En 2021, la Fondation Leonardo Med-Or a été créée dans le but de “promouvoir des activités culturelles, de recherche et de formation scientifique afin de renforcer les liens, les échanges et les relations internationales entre l’Italie et les pays de la zone méditerranéenne étendue au Sahel, à la Corne de l’Afrique et à la mer Rouge (Med) et le Moyen-Orient et l’Extrême-Orient (Or)”. Le président Marco Minniti, ancien ministre de l’Intérieur du gouvernement PD, dont on se souvient surtout du financement des lagers libyens et des mesures répressives des décrets de sécurité, a inclus plusieurs recteurs d’universités italiennes dans le comité scientifique.
Or Thales est l’une des plus grandes entreprises d’armement au monde, produisant des drones militaires, des véhicules blindés, des systèmes de missiles et plus encore. L’un de ses projets est le développement de drones de surveillance réalisé en collaboration avec l’israélien Elbit systems. Thales a vu ses actions augmenter de 60 % depuis l’escalade militaire en Ukraine, une croissance similaire à celle de Leonardo, avec qui elle est partenaire dans l’alliance stratégique Space Alliance, établie en 2005, avec deux coentreprises aérospatiales : Thales Alenia Space, où l’entreprise française détient 67 % et l’italienne 33 %, et Telespazio où Leonardo détient 67 % et Leonardo 33 %.
Un exemple frappant a été le Fonds européen de défense pour la période 2021-2027, 8 milliards d’euros de fonds alloués par l’Union européenne pour stimuler la recherche militaire à des fins de défense et l’industrie qui y est liée.

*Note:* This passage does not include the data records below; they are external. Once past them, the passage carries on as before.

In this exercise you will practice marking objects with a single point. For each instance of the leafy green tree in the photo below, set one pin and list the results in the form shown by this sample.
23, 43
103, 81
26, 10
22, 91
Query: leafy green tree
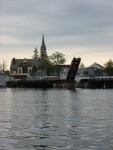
3, 66
35, 56
109, 67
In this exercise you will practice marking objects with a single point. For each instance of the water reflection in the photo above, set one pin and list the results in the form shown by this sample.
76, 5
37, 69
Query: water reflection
56, 119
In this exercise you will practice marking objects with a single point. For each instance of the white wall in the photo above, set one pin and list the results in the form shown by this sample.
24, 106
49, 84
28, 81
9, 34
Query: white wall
2, 79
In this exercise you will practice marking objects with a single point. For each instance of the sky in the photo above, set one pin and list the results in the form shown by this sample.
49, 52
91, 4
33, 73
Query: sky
76, 28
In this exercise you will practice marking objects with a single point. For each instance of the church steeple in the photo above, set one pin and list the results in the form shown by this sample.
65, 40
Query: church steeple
43, 53
43, 47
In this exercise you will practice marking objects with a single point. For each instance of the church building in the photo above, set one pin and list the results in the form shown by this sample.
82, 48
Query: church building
19, 68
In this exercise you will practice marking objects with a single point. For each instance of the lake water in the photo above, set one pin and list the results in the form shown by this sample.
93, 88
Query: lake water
56, 119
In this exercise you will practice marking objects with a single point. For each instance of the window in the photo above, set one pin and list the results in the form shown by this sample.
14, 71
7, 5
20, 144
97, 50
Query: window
24, 69
19, 70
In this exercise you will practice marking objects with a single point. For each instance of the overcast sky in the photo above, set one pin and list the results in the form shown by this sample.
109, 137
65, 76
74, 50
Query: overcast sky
76, 28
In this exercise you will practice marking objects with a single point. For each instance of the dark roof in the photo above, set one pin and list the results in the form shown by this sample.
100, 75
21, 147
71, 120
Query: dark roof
32, 62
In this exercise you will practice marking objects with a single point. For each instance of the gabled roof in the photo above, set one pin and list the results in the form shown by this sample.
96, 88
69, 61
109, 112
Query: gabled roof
95, 65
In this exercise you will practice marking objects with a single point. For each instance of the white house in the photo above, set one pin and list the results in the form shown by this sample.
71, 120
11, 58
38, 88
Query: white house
2, 79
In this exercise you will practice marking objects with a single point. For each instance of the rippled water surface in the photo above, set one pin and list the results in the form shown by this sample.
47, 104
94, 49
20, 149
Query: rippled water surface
56, 119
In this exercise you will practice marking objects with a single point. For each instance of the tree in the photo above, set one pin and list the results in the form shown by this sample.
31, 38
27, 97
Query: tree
82, 65
57, 59
109, 67
3, 66
35, 56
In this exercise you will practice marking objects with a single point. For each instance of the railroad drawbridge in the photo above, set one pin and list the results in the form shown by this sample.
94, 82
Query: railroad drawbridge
73, 70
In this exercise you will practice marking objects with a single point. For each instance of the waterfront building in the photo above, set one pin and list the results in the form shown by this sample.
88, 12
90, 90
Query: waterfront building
2, 79
20, 68
93, 70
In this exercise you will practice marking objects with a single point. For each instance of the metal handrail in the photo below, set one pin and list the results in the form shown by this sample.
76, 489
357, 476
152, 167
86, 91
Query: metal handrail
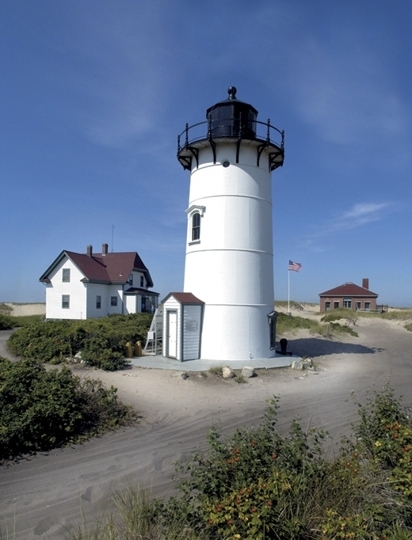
223, 122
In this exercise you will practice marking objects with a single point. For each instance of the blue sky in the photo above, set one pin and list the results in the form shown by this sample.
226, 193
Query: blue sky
93, 94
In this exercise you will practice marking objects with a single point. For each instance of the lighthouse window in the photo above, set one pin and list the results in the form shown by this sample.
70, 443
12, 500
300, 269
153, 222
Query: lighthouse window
196, 226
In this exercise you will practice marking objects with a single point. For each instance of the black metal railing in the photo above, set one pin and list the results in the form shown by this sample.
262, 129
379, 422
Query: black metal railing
230, 127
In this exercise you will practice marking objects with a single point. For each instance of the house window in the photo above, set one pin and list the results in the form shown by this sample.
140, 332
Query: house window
196, 226
66, 275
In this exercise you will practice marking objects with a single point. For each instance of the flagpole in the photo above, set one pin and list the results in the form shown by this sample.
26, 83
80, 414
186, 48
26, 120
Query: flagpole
288, 291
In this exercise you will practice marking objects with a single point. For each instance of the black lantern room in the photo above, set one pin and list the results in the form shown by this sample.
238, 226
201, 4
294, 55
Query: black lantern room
230, 120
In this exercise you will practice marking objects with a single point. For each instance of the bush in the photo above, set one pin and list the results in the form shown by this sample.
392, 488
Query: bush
257, 484
101, 341
43, 409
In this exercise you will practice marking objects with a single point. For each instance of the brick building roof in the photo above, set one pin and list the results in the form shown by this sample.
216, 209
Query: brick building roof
349, 290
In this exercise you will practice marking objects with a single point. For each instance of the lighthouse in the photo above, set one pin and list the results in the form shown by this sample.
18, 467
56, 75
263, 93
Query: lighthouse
229, 241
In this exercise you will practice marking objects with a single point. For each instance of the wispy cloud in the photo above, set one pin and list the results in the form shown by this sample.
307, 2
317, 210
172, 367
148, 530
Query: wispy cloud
359, 215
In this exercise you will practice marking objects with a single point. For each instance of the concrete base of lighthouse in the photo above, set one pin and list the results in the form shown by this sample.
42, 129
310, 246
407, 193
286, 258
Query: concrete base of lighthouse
235, 333
163, 362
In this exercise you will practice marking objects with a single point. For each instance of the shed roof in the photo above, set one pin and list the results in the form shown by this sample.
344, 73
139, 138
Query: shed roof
184, 298
349, 289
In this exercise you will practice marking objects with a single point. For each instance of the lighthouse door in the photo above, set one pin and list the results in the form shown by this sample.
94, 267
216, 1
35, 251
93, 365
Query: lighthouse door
172, 334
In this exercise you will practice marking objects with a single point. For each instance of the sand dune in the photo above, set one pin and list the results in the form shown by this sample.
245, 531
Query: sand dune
45, 494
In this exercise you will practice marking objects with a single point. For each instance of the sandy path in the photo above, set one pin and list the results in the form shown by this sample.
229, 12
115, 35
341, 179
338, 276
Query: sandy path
45, 494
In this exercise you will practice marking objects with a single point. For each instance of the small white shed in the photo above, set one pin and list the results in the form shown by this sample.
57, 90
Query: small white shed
182, 326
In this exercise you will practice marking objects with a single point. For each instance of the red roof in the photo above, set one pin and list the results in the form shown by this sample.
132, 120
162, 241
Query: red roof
107, 268
184, 298
349, 289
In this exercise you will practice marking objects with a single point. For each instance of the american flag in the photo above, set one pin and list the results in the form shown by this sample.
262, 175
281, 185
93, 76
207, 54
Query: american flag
294, 266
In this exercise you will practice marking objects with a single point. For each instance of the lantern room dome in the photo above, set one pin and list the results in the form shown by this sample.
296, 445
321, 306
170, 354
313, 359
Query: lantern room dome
232, 118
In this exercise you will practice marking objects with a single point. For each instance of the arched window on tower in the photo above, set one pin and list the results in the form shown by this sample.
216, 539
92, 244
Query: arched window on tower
196, 226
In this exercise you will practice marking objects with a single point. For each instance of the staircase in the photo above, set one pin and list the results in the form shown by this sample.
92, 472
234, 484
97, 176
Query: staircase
154, 341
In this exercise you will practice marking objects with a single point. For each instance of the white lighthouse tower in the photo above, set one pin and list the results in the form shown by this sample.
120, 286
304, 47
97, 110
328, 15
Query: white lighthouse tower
229, 244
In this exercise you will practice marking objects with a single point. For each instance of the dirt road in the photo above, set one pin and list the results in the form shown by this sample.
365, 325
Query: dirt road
45, 494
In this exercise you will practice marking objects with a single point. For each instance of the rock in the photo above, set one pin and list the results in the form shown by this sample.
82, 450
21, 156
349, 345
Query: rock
248, 372
227, 373
298, 365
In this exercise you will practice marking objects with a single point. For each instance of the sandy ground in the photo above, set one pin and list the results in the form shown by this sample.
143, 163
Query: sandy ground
44, 495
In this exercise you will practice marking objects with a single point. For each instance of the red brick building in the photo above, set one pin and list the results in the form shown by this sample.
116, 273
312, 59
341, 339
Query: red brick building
349, 296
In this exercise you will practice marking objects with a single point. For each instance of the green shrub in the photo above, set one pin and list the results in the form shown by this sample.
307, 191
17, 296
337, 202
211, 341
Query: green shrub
41, 410
6, 322
101, 341
259, 485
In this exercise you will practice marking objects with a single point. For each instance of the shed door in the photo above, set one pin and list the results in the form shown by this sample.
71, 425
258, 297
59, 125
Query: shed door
172, 334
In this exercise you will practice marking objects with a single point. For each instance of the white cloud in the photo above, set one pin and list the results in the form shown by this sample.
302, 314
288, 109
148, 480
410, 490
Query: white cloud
358, 215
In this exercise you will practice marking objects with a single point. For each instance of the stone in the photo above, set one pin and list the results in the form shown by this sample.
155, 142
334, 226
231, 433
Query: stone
297, 365
248, 372
227, 373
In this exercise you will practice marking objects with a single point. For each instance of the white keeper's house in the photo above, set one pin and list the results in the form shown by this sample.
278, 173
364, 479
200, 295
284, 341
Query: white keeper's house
89, 285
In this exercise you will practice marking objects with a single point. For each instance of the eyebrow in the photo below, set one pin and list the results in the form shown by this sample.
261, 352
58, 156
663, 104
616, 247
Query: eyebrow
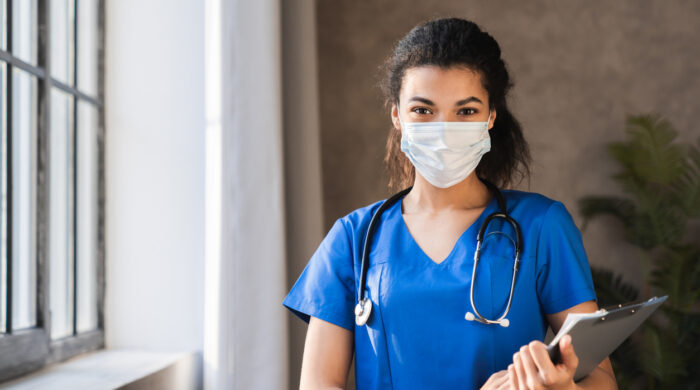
459, 103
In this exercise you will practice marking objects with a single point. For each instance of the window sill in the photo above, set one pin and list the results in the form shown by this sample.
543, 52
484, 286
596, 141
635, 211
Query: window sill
117, 368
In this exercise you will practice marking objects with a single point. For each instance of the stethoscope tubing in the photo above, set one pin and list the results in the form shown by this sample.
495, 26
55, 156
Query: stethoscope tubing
364, 307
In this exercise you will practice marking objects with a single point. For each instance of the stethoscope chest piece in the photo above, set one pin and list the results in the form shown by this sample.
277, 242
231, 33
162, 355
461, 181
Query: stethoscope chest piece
362, 311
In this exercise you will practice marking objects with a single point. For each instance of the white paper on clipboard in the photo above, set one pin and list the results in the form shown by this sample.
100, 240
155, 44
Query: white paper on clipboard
596, 335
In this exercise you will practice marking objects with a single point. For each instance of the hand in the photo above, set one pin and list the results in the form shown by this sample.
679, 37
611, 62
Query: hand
532, 368
497, 381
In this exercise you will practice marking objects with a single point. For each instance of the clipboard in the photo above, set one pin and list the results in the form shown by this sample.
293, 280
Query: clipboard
596, 335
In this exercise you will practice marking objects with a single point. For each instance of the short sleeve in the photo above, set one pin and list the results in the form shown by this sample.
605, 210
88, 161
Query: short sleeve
564, 275
326, 287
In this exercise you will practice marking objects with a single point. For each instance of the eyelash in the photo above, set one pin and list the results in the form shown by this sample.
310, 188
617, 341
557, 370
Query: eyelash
474, 111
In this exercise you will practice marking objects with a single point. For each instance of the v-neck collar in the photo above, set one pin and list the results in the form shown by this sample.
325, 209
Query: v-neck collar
471, 231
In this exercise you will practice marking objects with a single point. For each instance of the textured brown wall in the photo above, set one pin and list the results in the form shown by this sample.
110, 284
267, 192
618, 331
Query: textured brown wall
579, 68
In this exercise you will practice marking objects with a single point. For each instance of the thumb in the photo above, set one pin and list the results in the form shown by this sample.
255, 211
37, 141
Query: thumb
568, 356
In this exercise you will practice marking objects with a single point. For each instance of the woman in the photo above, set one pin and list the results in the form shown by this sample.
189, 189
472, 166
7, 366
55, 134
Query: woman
453, 136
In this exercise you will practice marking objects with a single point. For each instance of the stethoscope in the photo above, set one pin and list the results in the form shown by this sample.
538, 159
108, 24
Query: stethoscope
364, 305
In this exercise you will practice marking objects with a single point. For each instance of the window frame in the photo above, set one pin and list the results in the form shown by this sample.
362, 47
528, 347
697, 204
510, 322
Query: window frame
26, 350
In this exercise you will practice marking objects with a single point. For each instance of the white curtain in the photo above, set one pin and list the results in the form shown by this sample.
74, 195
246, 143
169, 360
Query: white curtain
245, 336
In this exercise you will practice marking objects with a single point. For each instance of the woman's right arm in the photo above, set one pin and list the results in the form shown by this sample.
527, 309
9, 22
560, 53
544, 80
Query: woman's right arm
327, 356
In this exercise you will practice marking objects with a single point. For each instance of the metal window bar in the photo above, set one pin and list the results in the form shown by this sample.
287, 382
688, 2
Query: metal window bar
24, 358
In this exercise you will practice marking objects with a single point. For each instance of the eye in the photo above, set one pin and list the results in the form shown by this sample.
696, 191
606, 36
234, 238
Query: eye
421, 110
467, 111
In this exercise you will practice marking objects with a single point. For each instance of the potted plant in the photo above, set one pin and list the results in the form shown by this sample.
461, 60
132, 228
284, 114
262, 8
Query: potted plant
660, 179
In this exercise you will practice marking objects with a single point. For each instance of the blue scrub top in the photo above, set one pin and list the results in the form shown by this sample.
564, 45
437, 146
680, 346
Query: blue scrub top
417, 336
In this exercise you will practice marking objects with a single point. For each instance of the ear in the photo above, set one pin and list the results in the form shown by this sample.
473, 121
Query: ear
493, 118
395, 117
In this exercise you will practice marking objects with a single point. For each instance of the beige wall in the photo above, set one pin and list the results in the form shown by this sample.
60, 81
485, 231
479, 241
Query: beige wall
579, 68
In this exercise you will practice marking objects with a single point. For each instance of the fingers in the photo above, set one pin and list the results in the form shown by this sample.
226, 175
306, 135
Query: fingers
501, 382
568, 355
520, 371
544, 364
513, 377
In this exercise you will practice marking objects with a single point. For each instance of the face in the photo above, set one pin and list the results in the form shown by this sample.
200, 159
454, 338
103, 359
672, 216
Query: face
433, 94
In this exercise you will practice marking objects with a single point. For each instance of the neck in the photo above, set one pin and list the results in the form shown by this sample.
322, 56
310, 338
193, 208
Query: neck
468, 194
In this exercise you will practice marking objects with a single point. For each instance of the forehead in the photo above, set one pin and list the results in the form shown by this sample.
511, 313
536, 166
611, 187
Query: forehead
434, 82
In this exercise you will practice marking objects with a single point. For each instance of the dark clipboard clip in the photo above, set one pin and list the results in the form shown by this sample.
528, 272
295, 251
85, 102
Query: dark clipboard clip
611, 313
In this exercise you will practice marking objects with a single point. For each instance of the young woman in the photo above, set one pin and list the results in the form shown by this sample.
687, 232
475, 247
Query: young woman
420, 314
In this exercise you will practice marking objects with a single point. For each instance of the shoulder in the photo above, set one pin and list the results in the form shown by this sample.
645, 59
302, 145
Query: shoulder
359, 218
533, 202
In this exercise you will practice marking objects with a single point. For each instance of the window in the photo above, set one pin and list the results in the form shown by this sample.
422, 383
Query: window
51, 180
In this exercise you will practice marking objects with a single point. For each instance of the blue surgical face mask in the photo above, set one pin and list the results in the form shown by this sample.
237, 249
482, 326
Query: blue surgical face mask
445, 153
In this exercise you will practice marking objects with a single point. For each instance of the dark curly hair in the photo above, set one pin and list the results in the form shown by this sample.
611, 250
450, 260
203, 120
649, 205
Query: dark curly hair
447, 43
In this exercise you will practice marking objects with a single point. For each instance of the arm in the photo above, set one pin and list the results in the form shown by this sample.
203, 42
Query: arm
532, 368
327, 357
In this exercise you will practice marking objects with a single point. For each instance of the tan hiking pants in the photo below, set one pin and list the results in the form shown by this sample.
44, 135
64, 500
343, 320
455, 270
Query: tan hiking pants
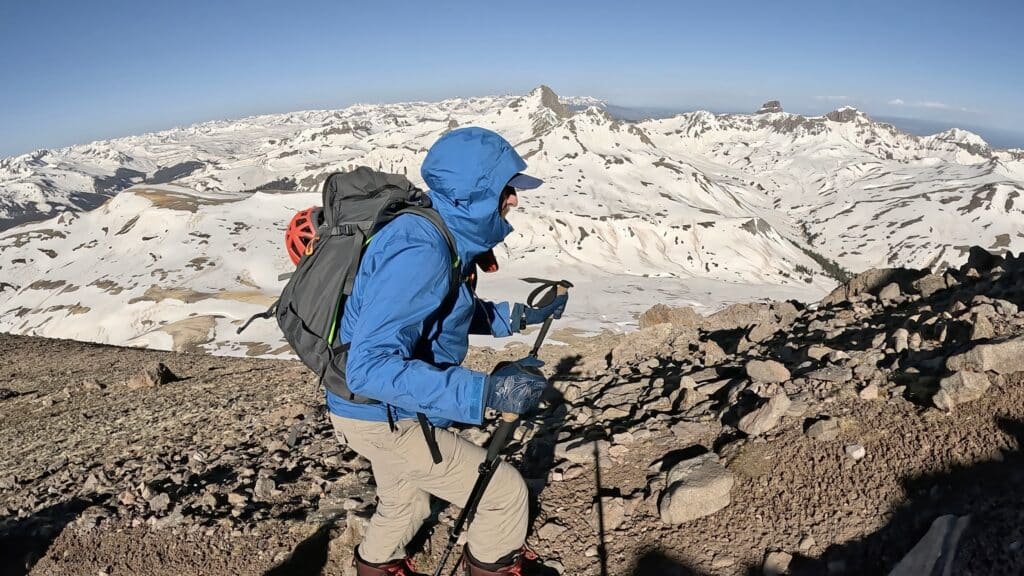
407, 477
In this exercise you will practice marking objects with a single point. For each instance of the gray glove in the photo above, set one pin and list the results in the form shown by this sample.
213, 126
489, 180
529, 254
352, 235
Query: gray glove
514, 387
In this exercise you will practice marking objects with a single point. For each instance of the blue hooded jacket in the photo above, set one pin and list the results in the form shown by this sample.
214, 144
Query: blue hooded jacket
401, 355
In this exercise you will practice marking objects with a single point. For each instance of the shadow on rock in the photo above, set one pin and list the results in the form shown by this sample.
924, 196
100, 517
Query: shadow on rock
308, 558
25, 541
653, 563
988, 492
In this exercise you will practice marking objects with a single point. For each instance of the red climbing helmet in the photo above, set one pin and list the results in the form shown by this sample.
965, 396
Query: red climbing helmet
301, 233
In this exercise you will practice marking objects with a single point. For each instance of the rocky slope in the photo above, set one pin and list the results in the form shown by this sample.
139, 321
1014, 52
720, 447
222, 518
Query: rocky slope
762, 439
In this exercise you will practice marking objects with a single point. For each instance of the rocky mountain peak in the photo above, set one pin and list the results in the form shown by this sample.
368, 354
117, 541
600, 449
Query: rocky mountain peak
549, 99
845, 114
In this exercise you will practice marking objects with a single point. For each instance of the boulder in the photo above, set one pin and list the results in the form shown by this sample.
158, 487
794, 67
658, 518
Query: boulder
936, 550
767, 371
155, 375
659, 340
695, 488
765, 417
739, 315
961, 387
824, 429
870, 282
1003, 358
929, 285
683, 317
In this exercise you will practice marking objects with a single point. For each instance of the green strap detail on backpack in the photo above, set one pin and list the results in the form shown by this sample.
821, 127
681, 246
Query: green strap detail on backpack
337, 305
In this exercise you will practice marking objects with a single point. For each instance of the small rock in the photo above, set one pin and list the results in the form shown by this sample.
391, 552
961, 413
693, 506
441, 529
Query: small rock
832, 374
1003, 358
817, 352
582, 452
961, 387
981, 328
264, 489
721, 561
619, 451
713, 354
765, 417
890, 292
160, 502
870, 392
551, 531
209, 500
855, 451
91, 384
824, 429
695, 488
776, 564
156, 375
613, 510
767, 371
901, 339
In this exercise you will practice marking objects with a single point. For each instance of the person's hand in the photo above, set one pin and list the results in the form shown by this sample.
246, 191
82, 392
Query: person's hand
523, 315
514, 387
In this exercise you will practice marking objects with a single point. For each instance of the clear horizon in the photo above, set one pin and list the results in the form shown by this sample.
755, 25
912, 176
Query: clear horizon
119, 69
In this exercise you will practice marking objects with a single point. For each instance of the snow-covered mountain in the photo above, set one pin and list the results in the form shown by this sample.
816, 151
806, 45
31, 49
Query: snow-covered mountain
698, 208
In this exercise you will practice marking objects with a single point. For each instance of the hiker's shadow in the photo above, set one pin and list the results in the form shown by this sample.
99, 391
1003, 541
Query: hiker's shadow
988, 491
25, 541
656, 563
538, 455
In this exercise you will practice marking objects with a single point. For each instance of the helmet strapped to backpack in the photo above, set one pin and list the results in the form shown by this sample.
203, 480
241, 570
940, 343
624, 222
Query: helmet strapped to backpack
356, 204
301, 233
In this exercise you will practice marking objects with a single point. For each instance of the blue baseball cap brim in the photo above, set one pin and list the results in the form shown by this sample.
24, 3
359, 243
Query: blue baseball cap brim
524, 181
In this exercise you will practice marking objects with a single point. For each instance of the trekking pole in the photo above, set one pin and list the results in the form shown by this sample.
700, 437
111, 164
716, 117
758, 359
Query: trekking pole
498, 442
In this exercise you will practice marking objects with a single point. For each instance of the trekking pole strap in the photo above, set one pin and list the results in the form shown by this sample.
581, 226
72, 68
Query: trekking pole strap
549, 288
264, 315
428, 435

L’aspect central des recherches et des accords que nous mettons en lumière est que derrière une apparence civile, voire “internationaliste”, se cache un projet scientifique visant à renforcer la guerre, avec la recherche dite “à double usage”, la recherche militaire sous une apparence civile.
Si nous condamnons les accords de recherche, c’est que notre modèle universitaire ne fait pas la distinction entre recherche de guerre et recherche civile, exploitant ainsi une ambiguïté fondamentale pour financer à toutes fins utiles des projets de guerre.
Il est donc important de rappeler l’impossibilité de coexistence qui existe entre l’idée d’une recherche publique au service de la société et l’industrie de guerre à laquelle contribuent aujourd’hui les universités.
Il est donc nécessaire de poursuivre des voies qui visent à interrompre toute forme de relation avec la guerre et les appareils militaires dans nos universités, à stopper à la source la complicité entre le monde de l’éducation et l’apartheid israélien, pour des universités qui soient de nouveaux lieux de pensée et des promoteurs de la paix, et non des pièces dans des œuvres d’extermination.
Ce ne sera pas au nom des étudiants que le génocide du peuple palestinien se fera et que les guerres impérialistes occidentales seront financées.